CGI araştırması aynı zamanda veri koruma konusunda anlayış eksikliğini de ortaya çıkardı; Metropolitan bölgesi manifestolarının yalnızca yarısı veri egemenliğine değiniyordu
McGeehan, “Bu, üzerinde kafa yormanız ve gerçekten düşünmeniz zor bir konu” dedi. “Bu, verilerinizin nerede yaşadığıyla ve verilerinizin kıyıdan dışarı çıkmasına izin vermemekle ilgili çünkü potansiyel olarak başka yerlerde kötüye kullanılabilir. Konu siber güvenlik ve mülkünüzün korunmasıyla ilgili ve bu soyut bir konu.”
Dijital yoksulluk
Hizmetlerini dijitalleştiren bankalar gibi, yerel yönetim de müşterilerini, yani vatandaşlarını yanlarında getirme konusunda zorluklarla karşı karşıya.
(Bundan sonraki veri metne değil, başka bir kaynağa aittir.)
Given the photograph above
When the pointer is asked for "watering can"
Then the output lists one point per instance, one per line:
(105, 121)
McGeehan, belediye başkanlarının dijital projeleri uygulamak için gerekli becerilere sahip olmasını sağlamak ve aynı zamanda toplumun yeni dijital hizmetleri kullanma becerilerine sahip olmasını sağlamak gibi ikili bir zorluk bulunduğunu söyledi.
“Örneğin, tren istasyonundaki yerel otoparkımda, yalnızca uygulamanız varsa ve bilet ayırtabiliyorsanız oraya park edebilirsiniz” dedi. “Bu aslında bu tür bir teknolojiyi gerçekten anlamayan birçok yaşlı insanı hariç tutuyor.”
Bankalar yaşlı insanları çevrimiçi bankacılık ve mobil platformlarına getirme zorluğuyla karşı karşıya kaldı. İnsanları çevrimiçi olmaya zorlayan Kovid-19 salgınına kadar, eski nesiller arasında mobil bankacılığın yaygınlaşması gerçek anlamda yükselişe geçmedi.